Tuesday, January 5, 2010

Do Some Pit Bulls Go To Hell?

This morning I read Genesis 9 for my morning devotions and Genesis 9:5 jumped out at me,
and for your lifeblood I will surely demand an accounting. I will demand an accounting from every animal. And from each human being, too, I will demand an accounting for the life of another human being (TNIV).
This passage in particular raises the question of animals and morality. For, if they're not capable of immorality, why kill them for killing people? It seems clear to me that killing the animal that killed a person is the animal's punishment. What's the point? Clearly underlying this section is that human life holds intrinsic value, but I still fail to see why you punish a non-moral being, unless...animals aren't non-moral. Again, how can you demand an accounting of non-moral beings unless...animals aren't non-moral.

If animals are moral agents then this opens a whole range of questions. What does animal redemption look like, then? Are some banished to hell forever and do some go to heaven to await the new heavens and the new earth? Are all given grace by God? I realize that all of these questions are outside of the scope of revelation, but I think it's interesting to think about. I also think that if animals are moral beings then it may necessitate a change in how we relate to them, but I don't want to go down that path tonight.

Does anyone have any thoughts on all of this?


  1. At least at the biological level, decision making in humans is primarily made in the frontal cortex. From what I remember from my psych and philosophy classes, certain animals have a similar brain structure and use the frontal cortex like humans for decision making. This doesn't prove moral decision making, but just shows that the process may be similar in certain aspects.

    As for the whole animals taking account, could it come under the understanding that animals die after the fall? Does the fact that they die be a part of how they come into account? I'm not sure that something has to make moral decisions to be held in account. My eschatology is still fuzzy so I'm not sure exactly what God will do when he brings about the New Jerusalem, but my guess is that animals won't die as part of redemption.

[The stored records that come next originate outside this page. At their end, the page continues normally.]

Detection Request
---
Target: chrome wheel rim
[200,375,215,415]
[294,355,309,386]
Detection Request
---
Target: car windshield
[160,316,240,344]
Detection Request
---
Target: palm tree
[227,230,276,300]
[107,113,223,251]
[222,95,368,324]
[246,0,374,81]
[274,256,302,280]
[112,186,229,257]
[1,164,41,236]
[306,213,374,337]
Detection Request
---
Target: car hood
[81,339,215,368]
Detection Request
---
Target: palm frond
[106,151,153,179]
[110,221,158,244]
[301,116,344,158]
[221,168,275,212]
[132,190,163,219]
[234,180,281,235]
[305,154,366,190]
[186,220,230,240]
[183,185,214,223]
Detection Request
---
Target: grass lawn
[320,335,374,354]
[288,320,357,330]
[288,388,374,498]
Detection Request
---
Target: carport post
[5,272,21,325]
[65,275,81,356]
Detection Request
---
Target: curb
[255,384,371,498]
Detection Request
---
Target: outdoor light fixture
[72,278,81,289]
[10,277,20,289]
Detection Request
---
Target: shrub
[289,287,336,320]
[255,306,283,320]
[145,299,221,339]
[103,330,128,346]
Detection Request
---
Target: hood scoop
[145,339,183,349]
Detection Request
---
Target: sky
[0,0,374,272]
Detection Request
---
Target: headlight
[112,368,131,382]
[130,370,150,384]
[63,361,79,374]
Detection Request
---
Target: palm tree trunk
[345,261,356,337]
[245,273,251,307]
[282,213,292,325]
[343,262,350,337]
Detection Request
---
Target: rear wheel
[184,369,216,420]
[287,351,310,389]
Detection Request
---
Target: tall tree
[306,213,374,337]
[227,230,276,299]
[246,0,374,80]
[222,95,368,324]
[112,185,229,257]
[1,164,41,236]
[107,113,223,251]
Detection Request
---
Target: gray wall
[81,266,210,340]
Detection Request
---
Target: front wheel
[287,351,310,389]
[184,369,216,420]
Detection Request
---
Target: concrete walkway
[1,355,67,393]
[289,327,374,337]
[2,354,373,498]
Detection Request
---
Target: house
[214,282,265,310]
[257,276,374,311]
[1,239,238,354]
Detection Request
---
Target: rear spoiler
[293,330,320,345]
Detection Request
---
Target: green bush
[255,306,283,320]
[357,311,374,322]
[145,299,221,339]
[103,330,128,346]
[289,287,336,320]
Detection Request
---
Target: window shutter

  2. Thanks Brett, I wonder if perhaps only 'more advanced' animals might be moral agents. Maybe those would be the ones that similarly use the frontal cortex. Some animals seem to display things like guilt. At least I know that my dog would sneak around when it knew that it had done something wrong.

    I think you make a good point that I overlooked. You could hold someone/thing accountable apart from moral ability, perhaps that's what's going on here. That, though, would make me question the fairness of such a judgment. If it was for the purpose of correction I could see it still being fair, but death is not remedial. If human freedom is compatibilist, what then does animal freedom look like if they're not moral agents? I must concede though, that perceived fairness is not the final arbiter of right and wrong.

    One last point, I'm not sure that animal death wasn't already in existence prior to the fall. Human death may have been initiated at the fall, but certainly there was already death at the cellular level prior to the fall, thus animal death is possible (and required if one holds to a theistic evolutionary model). Bringing up eschatology is a good point. How literally or metaphorically should we take passages about e.g., 'the lion laying down with the lamb?'

  3. In terms of psychology and philosophy, the framework in which they researchers interpret morality for a chemical or mechanical component. It is hard to assess what kind of decision making has a concept of guilt or morality. For example the dog that appears to feel guilty could simply just be fearing the punishment. I don't think that fear of punishment or a negative consequence is necessarily a moral understanding. I currently view animals' behavior as best understood by a behavioral theory where there are stimulus and responses. This doesn't fully address the issue of morality but can explain an animal's actions outside a personified explanation.

    I agree that a theistic evolution perspective requires that animals die pre-fall and was something that I missed when thinking it through. I still am thinking over the whole eschatology.

  4. I remember Ralph Winter saying at a conference that it was only after the fall that animals began to do violence to one another. He had in mind the brutal way that predators pursue and consume their prey, tearing flesh from bone wight their teeth. He said it was one way that the animal kingdom participated with humanity in our fallen state and that violence permeates fallen creation even at the molecular level.

  5. I think that determining what the effects of the fall on all of creation are difficult. It's very clear that it had a significant effect, but it's hard for me to believe that we had no carnivorous animals pre-fall given what we know from biology and geology.

    At the same time, Isaiah 11:6-9 does seem to suggest that violence in the animal kingdom will end in the new heavens and new earth, so perhaps that's the way it was before the fall. In my mind, Is. 11:6-9 constitute the biggest challenge to the theistic evolutionary position that I hold to.